体内の発癌性物質有害物質は、肝臓でつくられる「フェーズ1」酵素、「フェーズ2」酵素(解毒酵素)の2段階の働きによって無害化され、体外に排泄されます。当記事にてお話しさせて頂きましたように、体内に発癌性物質が適宜に少量あれば、その少しの発癌性物質を身体は容易に無害化しながら、身体に備わっている「無害化システム」の強化と維持ができるのです。これは、上述の「免疫機能の強化と維持」や「筋力トレーニングによる筋力の強化と維持」や「一日一杯のお酒による肝臓機能の強化と維持」の話とまったく同じなのですね〔ただ、毒量があまりにも多くなると身体は「毒の無害化」どころの話ではなくなり、大量の毒には対応できませんから有害しか残りません。これはあくまで『身体が対応できる「少量の毒量」であること』が条件であり、『身体が対応できる範囲内の適宜な少量の毒量』に限ります〕。
 しかし、発癌性物質が体内にまったく存在しなくなれば、身体はこの「無害化システム」を働かさなくても済むようになり、上述の「使わざるは退化す」の通り、この「無害化システム」は徐々に弱体化していくことになるでしょう。もし、そんなことになったりでもしたら、身体はほんの少しの発癌性物質にも「無害化」対応ができなくなり、本当にどエライことになります。
 身体の機能を強化して維持するためには、身体はその機能を使い続けなければなりません。身体がその機能を使わなくなった時点で、その機能は徐々に弱体化していくのです。ですから、上述の如く、身体のこの「無害化システム」を強化して維持するためには、体内にほんの少しの発癌性物質があるくらいがちょうど良いのです。身体って奴は、そんなもんです♪
 ここにつきましては、「体内の発癌性物質・有害物質は、「フェーズ1」酵素、「フェーズ2」酵素による2段階の働きによって無害化され、体外に排泄される!【 解毒酵素による「毒素の無害化」】」記事を参照してください


 わずかな毒を身体に入れれば、その毒に体が反応して対応し、かえって身体を鍛える薬になるのです。
 しかし、身体は大量の毒に侵されてしまうと対応しきれなくなり、障害を起こします。
 これもまた筋力トレーニングで考えれば明瞭に分かります。
 適度な筋力トレーニングは筋力を維持する上で役立ちますが、過度な筋力トレーニングはかえって身体を壊します。
 何事も適度を守ることが大事で、過度にさえならなければ身体が対応して働き、その機能がちょうどよく維持強化されますので、問題は起こさないのです。
 昔の欧米人が獣肉食をしても癌にならず、昔の日本人が魚介食をしても癌にならなかった理由は、肉食を適度にしていたから(その民族食で食べられている肉を少食で頂いていたから)であるのは言わずもがなです。
 肉を過食する人たちには、病気が発生したわけです(何でも過食すれば病気の原因になりますけど・・・)。

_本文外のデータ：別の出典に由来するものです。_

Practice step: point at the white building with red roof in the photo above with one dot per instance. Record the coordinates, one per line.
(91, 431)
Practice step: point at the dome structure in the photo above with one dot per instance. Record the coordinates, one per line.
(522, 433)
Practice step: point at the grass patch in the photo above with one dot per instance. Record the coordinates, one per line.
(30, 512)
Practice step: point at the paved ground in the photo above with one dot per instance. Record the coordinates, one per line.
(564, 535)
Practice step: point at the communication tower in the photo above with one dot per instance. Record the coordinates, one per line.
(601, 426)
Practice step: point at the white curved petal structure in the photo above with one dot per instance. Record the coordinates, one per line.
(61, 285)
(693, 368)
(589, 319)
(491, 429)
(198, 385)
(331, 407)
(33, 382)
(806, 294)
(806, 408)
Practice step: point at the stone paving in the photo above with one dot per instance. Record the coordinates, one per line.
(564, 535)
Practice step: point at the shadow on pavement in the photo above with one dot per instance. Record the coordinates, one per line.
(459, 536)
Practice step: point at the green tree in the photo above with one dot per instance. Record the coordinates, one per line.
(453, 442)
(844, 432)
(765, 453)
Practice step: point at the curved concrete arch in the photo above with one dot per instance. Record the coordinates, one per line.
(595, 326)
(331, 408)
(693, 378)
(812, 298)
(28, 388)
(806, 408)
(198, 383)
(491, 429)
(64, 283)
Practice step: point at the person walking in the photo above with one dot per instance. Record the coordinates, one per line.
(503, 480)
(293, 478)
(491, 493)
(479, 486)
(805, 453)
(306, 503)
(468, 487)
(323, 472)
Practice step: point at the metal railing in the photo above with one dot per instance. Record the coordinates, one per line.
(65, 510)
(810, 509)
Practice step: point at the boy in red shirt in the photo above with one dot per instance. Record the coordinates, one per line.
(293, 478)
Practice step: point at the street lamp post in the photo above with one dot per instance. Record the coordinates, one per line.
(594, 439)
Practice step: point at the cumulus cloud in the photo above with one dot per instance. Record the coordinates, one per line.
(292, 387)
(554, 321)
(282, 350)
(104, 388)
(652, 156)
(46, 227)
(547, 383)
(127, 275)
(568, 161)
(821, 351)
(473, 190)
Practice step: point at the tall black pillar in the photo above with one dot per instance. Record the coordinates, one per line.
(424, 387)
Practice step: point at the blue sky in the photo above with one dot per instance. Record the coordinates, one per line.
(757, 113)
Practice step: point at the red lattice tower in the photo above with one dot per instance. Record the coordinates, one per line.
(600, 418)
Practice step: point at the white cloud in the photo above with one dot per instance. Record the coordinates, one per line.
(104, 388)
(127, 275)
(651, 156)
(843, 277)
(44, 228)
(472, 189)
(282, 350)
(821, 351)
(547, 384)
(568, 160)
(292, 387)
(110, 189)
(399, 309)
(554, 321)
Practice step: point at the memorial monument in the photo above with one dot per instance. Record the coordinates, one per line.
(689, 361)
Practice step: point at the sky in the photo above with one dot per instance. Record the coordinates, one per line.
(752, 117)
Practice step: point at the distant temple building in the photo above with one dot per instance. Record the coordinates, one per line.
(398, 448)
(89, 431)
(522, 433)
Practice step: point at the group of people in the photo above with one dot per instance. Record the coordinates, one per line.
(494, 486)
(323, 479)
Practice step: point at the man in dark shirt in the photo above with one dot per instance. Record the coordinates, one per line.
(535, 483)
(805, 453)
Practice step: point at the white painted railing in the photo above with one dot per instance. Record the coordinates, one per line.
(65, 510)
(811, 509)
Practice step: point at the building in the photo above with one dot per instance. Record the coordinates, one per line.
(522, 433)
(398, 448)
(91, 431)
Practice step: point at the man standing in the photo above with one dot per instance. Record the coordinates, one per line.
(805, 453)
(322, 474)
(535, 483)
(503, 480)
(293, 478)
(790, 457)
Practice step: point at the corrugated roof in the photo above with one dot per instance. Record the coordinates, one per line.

 私が思うに、肉の高温の加熱調理を避けるために、獣肉ならばミンチで、魚肉も磨り潰してツミレにして、軽く茹でるか蒸すのが良いと思います。獣肉でも、鶏肉でも、魚肉でも、肉を磨り潰してミンチやツミレにしてから食べれば消化に良いですし、アミノ酸結合にて吸収量が増大します。

 肉(獣肉鶏肉魚肉)は高温で加熱し過ぎないように注意を払い、過食し過ぎないように気をつけましょう。